It depends on what you consider the fall of Rome.
It is conventionally remembered that Rome fell in the year 476, but that isn’t the whole story.
First, a bit of background:
Prior to the rise of the Roman Empire, Alexander the Great conquered the middle east and the eastern mediterranean. Alexander died and his empire fractured as his four generals fought over his territorial conquests. For centuries after Alexander’s conquest, the eastern mediterranean was ruled by Greeks, and became linguistically Greek speaking and heavily Greek influenced.
When the Romans eventually conquered the eastern Mediterranean, the lingua franca of the region was already Greek. Whereas the Romans considered other people groups they conquered to be barbarians, they never called the Greeks ‘barbarians’, because they respected the Greeks, and were heavily influenced by Greek culture, religion, philosophy, mathematics, and aesthetics. Even centuries after Rome conquered the eastern mediterranean, the eastern half of Rome spoke Greek. (This is why the books of the New Testament, which were written in the eastern mediterranean in the period when Rome ruled that region, are all written in Greek.) But the western half of Rome was culturally dominated by the Romans and used Latin as their lingua franca.
By the time of the emperor Diocletian (283-305), the empire was having trouble administering its two halves, so he divided the empire into two administrative halves: the Latin speaking west, and the Greek speaking east.

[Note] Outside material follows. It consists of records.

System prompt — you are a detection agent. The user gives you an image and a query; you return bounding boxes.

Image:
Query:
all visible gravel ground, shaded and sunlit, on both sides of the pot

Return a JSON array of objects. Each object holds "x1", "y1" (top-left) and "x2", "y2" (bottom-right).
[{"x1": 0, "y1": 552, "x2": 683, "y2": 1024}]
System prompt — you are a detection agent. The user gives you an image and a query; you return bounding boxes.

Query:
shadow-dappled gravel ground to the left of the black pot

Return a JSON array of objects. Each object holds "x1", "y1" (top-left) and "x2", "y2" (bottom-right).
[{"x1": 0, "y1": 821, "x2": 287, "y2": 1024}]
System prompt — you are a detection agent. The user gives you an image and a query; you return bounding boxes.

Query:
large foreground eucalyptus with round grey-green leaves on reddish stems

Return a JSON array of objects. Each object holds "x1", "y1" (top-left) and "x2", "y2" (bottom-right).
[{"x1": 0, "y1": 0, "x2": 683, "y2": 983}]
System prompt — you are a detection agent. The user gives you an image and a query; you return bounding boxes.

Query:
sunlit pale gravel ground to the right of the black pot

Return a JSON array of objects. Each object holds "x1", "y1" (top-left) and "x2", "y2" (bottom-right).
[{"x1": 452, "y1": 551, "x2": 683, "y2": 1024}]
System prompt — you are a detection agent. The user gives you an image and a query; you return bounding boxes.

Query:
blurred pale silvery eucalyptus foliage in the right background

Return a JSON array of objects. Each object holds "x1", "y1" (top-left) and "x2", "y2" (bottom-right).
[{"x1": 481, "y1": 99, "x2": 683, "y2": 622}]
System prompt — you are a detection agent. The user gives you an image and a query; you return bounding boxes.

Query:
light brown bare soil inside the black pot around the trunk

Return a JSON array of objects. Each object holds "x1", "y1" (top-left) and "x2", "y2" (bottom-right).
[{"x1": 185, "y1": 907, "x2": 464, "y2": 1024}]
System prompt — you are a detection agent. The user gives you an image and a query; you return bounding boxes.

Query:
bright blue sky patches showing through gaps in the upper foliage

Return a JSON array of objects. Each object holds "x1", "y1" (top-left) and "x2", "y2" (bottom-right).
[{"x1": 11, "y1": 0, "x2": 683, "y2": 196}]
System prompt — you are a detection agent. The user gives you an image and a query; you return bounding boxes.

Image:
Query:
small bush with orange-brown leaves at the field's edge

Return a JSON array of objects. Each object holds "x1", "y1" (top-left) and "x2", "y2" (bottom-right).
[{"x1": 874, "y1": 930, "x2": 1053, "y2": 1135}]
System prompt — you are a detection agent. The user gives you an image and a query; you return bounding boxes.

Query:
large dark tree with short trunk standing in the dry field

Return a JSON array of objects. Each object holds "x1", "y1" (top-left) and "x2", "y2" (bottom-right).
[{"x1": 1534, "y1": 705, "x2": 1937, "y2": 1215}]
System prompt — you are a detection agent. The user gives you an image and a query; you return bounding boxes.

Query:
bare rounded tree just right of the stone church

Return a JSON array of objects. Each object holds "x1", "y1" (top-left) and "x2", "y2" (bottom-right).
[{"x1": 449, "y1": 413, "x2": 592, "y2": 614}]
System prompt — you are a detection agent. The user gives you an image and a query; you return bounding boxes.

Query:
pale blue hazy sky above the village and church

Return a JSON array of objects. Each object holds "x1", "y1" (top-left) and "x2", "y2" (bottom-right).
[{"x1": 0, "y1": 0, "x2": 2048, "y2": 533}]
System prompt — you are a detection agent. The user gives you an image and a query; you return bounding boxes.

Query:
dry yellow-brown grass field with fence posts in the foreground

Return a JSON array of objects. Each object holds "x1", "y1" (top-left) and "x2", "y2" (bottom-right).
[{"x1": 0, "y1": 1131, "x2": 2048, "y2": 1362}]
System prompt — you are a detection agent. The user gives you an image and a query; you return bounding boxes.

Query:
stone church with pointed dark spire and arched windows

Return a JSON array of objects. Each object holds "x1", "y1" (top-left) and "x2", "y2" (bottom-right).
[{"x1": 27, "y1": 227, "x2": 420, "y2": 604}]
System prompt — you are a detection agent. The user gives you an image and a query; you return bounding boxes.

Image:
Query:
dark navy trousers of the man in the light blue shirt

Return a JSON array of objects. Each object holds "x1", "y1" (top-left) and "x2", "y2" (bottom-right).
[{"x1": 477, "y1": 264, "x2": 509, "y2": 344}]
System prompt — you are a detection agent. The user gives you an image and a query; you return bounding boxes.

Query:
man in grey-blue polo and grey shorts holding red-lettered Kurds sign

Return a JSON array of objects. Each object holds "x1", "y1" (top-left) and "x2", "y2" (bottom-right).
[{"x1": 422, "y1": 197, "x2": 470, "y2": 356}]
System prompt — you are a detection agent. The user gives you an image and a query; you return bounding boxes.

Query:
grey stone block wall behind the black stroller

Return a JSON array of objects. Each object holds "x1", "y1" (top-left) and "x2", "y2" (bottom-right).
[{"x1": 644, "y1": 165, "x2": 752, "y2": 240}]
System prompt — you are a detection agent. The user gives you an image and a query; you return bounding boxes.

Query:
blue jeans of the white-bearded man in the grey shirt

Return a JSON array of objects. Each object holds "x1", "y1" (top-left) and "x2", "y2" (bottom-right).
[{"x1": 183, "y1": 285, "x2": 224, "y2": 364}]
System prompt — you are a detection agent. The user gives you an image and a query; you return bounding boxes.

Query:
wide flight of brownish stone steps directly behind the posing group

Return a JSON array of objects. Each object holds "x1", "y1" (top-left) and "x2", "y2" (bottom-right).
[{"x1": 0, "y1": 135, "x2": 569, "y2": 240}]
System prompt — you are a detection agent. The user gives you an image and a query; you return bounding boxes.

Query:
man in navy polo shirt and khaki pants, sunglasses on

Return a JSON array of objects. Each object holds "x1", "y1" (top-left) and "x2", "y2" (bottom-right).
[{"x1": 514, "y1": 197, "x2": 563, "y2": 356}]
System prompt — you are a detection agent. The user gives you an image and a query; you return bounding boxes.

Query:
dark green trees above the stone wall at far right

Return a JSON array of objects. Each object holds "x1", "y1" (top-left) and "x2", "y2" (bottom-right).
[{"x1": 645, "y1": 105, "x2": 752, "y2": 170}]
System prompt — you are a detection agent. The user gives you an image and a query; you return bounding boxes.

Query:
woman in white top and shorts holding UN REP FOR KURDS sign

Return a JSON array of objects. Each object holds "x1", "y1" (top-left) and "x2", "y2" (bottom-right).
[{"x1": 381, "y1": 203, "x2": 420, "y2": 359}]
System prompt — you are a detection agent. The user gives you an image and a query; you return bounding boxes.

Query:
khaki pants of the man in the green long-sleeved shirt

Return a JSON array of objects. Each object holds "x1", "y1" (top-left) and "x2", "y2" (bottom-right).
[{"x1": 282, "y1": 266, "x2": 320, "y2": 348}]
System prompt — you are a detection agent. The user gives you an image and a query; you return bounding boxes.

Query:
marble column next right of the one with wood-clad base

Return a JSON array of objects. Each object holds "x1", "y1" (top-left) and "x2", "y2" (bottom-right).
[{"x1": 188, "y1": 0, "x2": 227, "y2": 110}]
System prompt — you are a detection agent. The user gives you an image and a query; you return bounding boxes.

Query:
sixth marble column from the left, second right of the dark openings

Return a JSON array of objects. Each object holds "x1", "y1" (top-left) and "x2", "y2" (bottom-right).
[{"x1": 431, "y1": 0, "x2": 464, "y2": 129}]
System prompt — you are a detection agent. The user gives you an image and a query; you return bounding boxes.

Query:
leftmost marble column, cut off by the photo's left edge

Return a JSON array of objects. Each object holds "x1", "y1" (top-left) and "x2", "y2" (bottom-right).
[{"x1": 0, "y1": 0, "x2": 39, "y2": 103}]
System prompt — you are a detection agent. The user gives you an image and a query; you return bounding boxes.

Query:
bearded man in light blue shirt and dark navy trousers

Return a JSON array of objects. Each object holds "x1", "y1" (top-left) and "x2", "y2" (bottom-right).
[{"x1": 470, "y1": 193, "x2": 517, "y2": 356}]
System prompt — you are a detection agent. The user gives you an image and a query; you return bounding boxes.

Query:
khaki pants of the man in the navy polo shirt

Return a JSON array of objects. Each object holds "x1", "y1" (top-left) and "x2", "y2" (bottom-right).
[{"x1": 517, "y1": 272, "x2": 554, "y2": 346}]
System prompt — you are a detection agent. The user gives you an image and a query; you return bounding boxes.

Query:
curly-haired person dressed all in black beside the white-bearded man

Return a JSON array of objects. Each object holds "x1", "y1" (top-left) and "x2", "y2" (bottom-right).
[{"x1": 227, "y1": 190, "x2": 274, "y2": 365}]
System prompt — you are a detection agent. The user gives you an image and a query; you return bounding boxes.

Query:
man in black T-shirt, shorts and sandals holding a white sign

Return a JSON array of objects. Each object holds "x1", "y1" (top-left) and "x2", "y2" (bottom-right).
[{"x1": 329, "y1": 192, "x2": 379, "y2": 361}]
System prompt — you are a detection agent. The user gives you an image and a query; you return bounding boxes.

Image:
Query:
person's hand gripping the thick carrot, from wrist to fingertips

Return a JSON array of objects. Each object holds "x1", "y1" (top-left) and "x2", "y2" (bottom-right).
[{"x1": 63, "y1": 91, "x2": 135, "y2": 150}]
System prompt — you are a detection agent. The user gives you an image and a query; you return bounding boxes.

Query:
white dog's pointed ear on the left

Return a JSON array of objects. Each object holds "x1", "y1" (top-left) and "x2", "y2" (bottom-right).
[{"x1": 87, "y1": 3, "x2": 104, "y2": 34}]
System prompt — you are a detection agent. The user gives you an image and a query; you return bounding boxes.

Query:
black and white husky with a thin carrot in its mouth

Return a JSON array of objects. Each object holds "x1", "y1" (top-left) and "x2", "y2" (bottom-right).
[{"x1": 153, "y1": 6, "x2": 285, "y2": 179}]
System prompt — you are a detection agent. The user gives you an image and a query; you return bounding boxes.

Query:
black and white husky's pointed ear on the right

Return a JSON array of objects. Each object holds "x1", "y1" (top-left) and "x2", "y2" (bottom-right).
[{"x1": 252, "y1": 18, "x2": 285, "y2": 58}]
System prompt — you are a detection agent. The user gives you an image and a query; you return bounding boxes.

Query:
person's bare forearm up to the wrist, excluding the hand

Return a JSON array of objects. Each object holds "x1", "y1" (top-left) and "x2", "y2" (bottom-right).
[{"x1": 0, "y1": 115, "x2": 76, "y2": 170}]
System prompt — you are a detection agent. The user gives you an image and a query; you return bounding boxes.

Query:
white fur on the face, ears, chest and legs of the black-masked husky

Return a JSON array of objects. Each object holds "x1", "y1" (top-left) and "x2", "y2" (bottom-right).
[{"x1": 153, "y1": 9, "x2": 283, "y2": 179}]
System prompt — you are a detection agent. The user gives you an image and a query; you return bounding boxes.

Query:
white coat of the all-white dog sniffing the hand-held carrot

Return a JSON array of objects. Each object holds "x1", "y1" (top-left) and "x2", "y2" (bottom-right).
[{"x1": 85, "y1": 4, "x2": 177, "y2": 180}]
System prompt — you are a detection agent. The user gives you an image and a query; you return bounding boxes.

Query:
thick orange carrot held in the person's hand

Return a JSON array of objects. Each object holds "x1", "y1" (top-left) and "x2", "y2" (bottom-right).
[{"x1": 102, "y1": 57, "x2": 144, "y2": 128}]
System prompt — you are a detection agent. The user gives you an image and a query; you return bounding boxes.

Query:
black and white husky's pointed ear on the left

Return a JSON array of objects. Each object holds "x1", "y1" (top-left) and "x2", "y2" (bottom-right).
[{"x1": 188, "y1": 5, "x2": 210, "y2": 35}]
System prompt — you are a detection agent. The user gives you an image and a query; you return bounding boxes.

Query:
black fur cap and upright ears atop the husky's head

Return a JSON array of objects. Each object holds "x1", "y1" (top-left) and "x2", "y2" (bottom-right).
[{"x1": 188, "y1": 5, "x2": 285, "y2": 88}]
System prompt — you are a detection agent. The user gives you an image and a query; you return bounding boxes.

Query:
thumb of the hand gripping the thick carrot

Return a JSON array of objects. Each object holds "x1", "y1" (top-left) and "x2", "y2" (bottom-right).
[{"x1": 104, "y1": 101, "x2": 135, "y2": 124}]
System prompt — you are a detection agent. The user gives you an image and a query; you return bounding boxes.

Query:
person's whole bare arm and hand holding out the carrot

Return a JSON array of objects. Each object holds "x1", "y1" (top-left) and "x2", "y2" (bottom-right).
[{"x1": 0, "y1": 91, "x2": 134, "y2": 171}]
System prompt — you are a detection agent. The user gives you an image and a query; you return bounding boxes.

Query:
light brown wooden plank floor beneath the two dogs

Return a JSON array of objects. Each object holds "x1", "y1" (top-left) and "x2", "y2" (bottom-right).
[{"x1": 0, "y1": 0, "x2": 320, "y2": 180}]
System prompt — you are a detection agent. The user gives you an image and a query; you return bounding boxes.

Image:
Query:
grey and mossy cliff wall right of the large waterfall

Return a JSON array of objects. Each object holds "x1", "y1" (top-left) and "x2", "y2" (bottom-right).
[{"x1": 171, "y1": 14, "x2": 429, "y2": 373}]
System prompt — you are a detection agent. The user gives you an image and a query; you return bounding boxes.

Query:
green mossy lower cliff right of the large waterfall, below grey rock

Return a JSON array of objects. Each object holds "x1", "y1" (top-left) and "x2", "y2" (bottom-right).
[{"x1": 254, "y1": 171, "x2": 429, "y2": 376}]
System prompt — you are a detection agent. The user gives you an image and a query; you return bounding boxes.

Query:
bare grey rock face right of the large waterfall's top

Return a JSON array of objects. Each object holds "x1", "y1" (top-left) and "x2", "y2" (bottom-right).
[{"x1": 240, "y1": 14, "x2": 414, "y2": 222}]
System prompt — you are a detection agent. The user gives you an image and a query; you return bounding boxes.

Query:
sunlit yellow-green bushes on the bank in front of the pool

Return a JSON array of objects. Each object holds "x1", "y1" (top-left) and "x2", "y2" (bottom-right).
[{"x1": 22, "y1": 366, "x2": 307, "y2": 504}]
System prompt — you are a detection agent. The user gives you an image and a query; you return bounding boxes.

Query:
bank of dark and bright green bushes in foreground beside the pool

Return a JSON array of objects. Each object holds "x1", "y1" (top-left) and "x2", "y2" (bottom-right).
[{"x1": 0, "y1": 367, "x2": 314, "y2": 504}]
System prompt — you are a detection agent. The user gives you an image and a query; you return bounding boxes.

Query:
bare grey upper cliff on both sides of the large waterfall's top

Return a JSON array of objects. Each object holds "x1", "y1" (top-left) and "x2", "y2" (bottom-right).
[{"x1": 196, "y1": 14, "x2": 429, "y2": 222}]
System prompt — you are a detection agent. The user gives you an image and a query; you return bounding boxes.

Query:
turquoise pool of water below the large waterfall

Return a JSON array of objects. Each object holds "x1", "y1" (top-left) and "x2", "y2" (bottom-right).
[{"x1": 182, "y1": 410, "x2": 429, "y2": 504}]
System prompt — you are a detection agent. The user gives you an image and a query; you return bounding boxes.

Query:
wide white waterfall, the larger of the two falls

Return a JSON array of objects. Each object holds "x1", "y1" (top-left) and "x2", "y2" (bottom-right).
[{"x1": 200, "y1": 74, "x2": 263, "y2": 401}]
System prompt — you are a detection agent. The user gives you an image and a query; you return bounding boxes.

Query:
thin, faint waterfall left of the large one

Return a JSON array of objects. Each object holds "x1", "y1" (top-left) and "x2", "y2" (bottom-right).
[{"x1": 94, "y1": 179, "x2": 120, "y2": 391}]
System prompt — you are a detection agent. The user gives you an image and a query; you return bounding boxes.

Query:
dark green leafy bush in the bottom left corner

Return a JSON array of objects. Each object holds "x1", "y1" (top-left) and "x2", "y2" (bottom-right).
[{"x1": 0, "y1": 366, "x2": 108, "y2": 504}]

The Latin west gradually collapsed due to corruption and barbarian invasions in the face of Roman in-fighting and gradual loss of military power (which was expensive and difficult to maintain), and the city of Rome itself fell in the year 476. Several pandemic plagues ripping through that region didn’t help, and certainly contributed to its f all. But this doesn’t mean the Roman empire fell at that time. The eastern half, which spoke Greek, and which had Byzantium (re-named Constantinople in 330) as its capital, didn’t conclusively end until the Ottomans conquered Constantinople in 1453. But it did gradually lose bits and pieces of its territory.
The eastern Roman empire is referred to as the Byzantine empire to differentiate what era of Roman history is being referred to, but they themselves just identified as Romans, and as the Roman empire. But they were distinct in that
* they spoke Greek rather than Latin
* In the period which Historians refer to the as the Byzantine empire, they were religiously Christian
* their capital was Constantinople, not Rome.
Later on during the Byzantine era, when they had an empress, Irene, the royal court had a huge dispute with the Pope in Rome, and the Pope crowned Charlemagne (a germanic warlord) as the “Roman Emperor” with the justification that the title “Roman Emperor” wasn’t being used at the time (because they had an empress), which pissed off the Byzantines. This spawned the ironically named “Holy Roman Empire” in the 800’s, which is a whole different entity, which wasn’t holy, wasn’t Roman, and wasn’t an empire, but was a confederation of Germanic kings and princes.